A provocative title about the future of blogging was an immediate drawcard to a function of Heavychefs, who had invited two high-profile bloggers, Seth Rotherham of 2Oceansvibe, and Rich Mulholland of Richard Mulholland Blog, and led to a turnout of more than hundred bloggers at the offices of Deloittes last week.
The challenging talk topic was set to the speakers by Heavychefs, a company offering a platform for persons interested in digital marketing to meet monthly in Cape Town, Johannesburg and London. They had seen that Facebook and Twitter usage was on the increase, and felt that readers were not able to spend so much time reading blogs, due to other time competitors, and also the large number of new blogs being started, and therefore chose the topic.
Seth Rotherham was a delight, many bloggers attending to see and hear the blogger that has become a cult – I was one of them too, not having ever had the opportunity to meet him in my two years of blogging. Seth established his sense of humour almost immediately, and told the 2Oceansvibe case study, relating how he had progressed with his blog over the past nine years, from it being a fun means of sharing information with his friends, to being the leading blog in South Africa. His focus was to find “the common enemy”, and cyclists with their odd gear (‘prawns’, as he calls them) were one of his first targets. He called this ‘moblynching’, and it became a fun way to attract readers to his blog. Seth won the SA Blog Awards Top Blog of the Year for most of the years in which he entered (he sat out some years when he was a judge, and did not make Top Blog in 2010), and found that he faced huge criticism for calling his site a blog as it carries advertising. He told the audience that he and his mates often fabricated comments, to get the debate going. Seth did not want to write about topics that newspapers wrote about, such as politics, but rather about the topics that people would talk about over dinner at home, such as celebrity news. The 2Oceansvibe site is so successful that he had 300000 page impressions in September, and has 55000 unique readers per month, putting his blog at one of those with the highest traffic in South Africa. One quarter each of his traffic comes from Google searches and from referrals, while the remaining 50 % comes from direct access to the site.

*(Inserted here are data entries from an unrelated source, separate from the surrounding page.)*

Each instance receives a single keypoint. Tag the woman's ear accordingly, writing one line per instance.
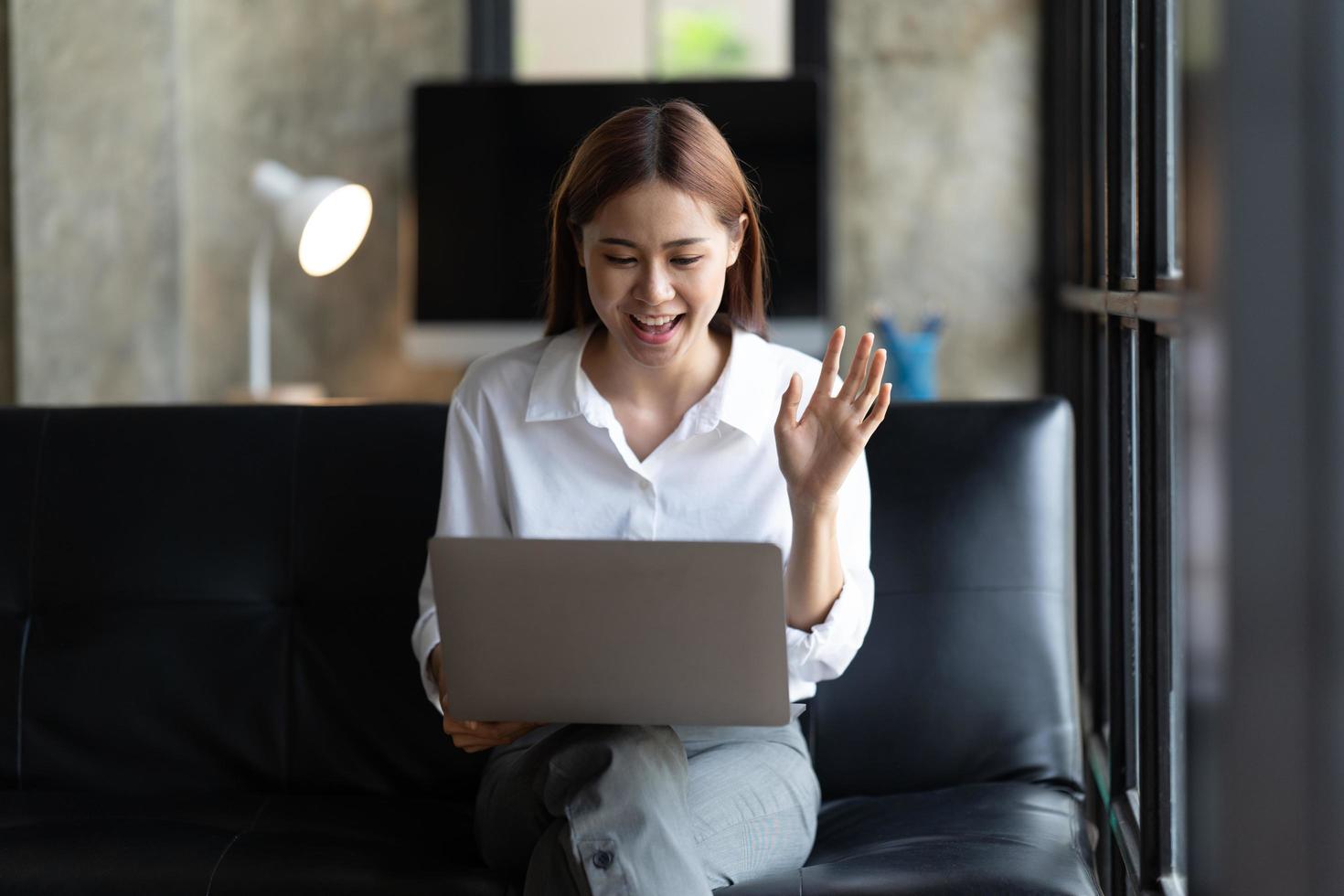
(735, 246)
(578, 242)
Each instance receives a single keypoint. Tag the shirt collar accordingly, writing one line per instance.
(742, 397)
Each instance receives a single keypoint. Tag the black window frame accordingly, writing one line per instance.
(1112, 334)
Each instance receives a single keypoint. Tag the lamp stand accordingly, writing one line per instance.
(260, 387)
(258, 316)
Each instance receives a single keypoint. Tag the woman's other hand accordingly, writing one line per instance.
(817, 450)
(471, 735)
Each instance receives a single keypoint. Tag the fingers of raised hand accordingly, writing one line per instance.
(880, 411)
(874, 383)
(831, 360)
(854, 380)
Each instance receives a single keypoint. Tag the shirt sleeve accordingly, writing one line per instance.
(827, 650)
(471, 503)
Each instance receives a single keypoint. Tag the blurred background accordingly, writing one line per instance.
(1137, 205)
(134, 126)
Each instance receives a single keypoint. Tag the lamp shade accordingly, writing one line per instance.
(323, 219)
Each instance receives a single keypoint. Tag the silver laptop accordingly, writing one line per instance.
(612, 632)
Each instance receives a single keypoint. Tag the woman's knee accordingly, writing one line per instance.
(603, 749)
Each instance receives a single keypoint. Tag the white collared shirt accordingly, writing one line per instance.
(532, 450)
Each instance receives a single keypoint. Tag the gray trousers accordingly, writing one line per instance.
(656, 810)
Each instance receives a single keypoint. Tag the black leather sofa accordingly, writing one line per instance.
(206, 686)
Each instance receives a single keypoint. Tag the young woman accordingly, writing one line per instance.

Blogging is an easy way for Seth to say what he wants to say, he told bloggers. His definition of a blog is that it allows comments. The 2Oceansvibe site has been updated a number of times, and he candidly admitted that he has matured in the past few years, so his visuals and content have ‘matured’, away from ‘sexy’ content, with resultant benefits in attracting advertisers. The ‘new improved’ site has multiple writers, who are paid on the basis of clicks per story, ensuring that they add content that drives traffic to his site. A few months ago Seth set up 2Oceansvibe Radio, which broadcasts from Cape Quarter, an opportunity that presented itself when M-Web introduced uncapped ADSL, proving how smart a business person he is! I had the luck to chat to his girlfriend Sam, who writes the blog Pop Ya Collar, and was most flattered when she expressed surprise at the name of my blog, and when she told me that Seth wanted to meet me – we were fellow Top 10 finalists in the Most Controversial Blog category in the recent 2010 SA Blog Awards, the category which he won. Seth has decided to not enter future SA Blog Awards, wanting to give newer bloggers a chance to participate and win. He gave me such an amazing warm hug, and provided support and guidance for the abusive Twitter campaign, which he had not heard of before we chatted about it. There was no ego and no arrogance, something one had heard others say about him. I felt much better when he told me that he receives hate-mail regularly, and sees this as part of the Social Media ‘package’, and that one must just grow a thicker skin! All controversy is good for increasing readership, he said.
Richard Mulholland is proud of controversy, and introduced his talk by proudly claiming to be the first blogger in South Africa to be sued for disparagement, an expensive lesson he learnt, he said, but he stood up for the rights of bloggers. Richard absolutely denied that blogging is dead, and highlighted how bloggers can influence politics. For example, 5FM presenter Gareth Cliff loves controversy, and his recent letters to the government attracted more than 800 comments, an amazing boost to the traffic to his site, and gives him a voice. Blogging creates the content of one’s social media communication, while Twitter is the billboard that announces the new content, by providing the link, he said. Richard said that RSS feeds are dead, and that “Really Social Syndication” is now needed, whereby followers and friends spread one’s messages. He encouraged bloggers to work even harder at their blogging, and to write the best that they can. He encouraged bloggers to be controversial, saying that “those people that want boring are spoilt for choice”! Richard says his readers settle in to their social media catch-up in the morning, and he schedules his Tweet linking to his new Blog post at 9h05 every morning via Hootsuite, to reach the maximum number of readers. Richard advised bloggers to register one’s name on every new platform that develops, even if it does not take off, to ensure that one can transfer one’s brand to the new medium.
More than hundred bloggers left the meeting delighted that they will not hang up their blogging shoes anytime soon!